Public borrowing soars to fresh highs.


Public sector borrowing surged by a worse-than-expected £18bn in August, official data released on Friday showed.

Chancellor Rachel Reeves

Source: Sharecast

According to the Office for National Statistics, the government borrowed £18bn in August, as surging levels of spending and higher borrowing costs outstripped an increase in tax and National Insurance receipts, to £84.3bn.

Up £3.5bn on the same month a year previously, it was the highest August borrowing for five years.

The Office for Budget Responsibility had forecast the government would borrow £12.5bn in the month.

As a result, borrowing in the current financial year has now reached £83.8bn, up £16.2bn on the same period a year earlier.

It was the second highest April-to-August borrowing after the start of the pandemic, and also ahead of OBR forecasts.

The fiscal watchdog had expected borrowing to hit £72.4bn by this point in the year.

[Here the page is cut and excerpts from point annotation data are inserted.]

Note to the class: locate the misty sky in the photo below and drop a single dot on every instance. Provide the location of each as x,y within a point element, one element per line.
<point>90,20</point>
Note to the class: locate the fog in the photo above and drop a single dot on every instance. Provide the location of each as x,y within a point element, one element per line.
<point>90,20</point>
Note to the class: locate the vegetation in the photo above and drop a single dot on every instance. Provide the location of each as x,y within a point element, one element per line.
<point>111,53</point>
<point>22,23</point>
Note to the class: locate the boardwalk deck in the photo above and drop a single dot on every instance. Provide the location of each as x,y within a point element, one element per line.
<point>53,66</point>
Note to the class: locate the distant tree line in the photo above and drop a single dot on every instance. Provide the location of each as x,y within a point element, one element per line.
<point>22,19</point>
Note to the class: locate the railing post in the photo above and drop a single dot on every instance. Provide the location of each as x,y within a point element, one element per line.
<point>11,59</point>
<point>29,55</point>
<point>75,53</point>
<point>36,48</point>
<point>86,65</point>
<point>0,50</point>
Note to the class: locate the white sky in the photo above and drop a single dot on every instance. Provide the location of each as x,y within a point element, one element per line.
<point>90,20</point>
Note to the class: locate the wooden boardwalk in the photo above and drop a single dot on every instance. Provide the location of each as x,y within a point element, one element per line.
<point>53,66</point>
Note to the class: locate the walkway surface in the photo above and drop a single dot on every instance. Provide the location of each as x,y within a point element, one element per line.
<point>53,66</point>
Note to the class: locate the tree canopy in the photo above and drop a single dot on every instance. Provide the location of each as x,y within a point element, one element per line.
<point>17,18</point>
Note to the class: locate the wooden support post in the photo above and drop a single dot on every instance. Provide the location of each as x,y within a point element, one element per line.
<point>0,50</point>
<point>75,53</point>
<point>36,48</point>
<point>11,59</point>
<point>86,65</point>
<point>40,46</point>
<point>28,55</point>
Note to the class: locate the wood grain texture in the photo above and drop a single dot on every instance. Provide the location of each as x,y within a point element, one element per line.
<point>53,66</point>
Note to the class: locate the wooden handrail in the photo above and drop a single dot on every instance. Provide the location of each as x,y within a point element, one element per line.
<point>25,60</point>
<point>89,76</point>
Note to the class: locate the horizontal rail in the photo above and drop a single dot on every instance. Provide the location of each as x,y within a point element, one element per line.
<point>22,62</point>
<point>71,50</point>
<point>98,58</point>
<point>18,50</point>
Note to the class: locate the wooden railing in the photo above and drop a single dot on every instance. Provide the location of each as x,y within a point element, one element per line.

The data will make for hard reading for chancellor Rachel Reeves, who is battling sluggish economic growth and sticky inflation alongside higher borrowing costs, vast government spending and mounting debt.

Matt Swannell, chief economic advisor to the EY Item Club, said: “As the Budget approaches, this leaves the UK finances in a fragile position.

“The government has pledged to only borrow to invest by 2029/30, and while the latest data shows it may be starting from a more difficult position than expected the spring statement, greater fiscal challenges loom.

“The combination of gilt market stress and reversals on welfare reform has used up the thin margin for error in the Government’s current spending plans, meaning taxes will almost certainly need to rise if fiscal rules are to be met.”

Rabobank said: “Yields on longer-dated gilts are opening significantly higher, with sterling down against both dollar and euro, reflecting concerns about the sustainability of the UK’s finances.

“In short, tax hikes are pretty much unavoidable. That will be a tough message to sell, as Labour is already trailing Reform in the polls. But investors require something tangible than just rhetoric: they demand to see credible and substantial fiscal adjustments.”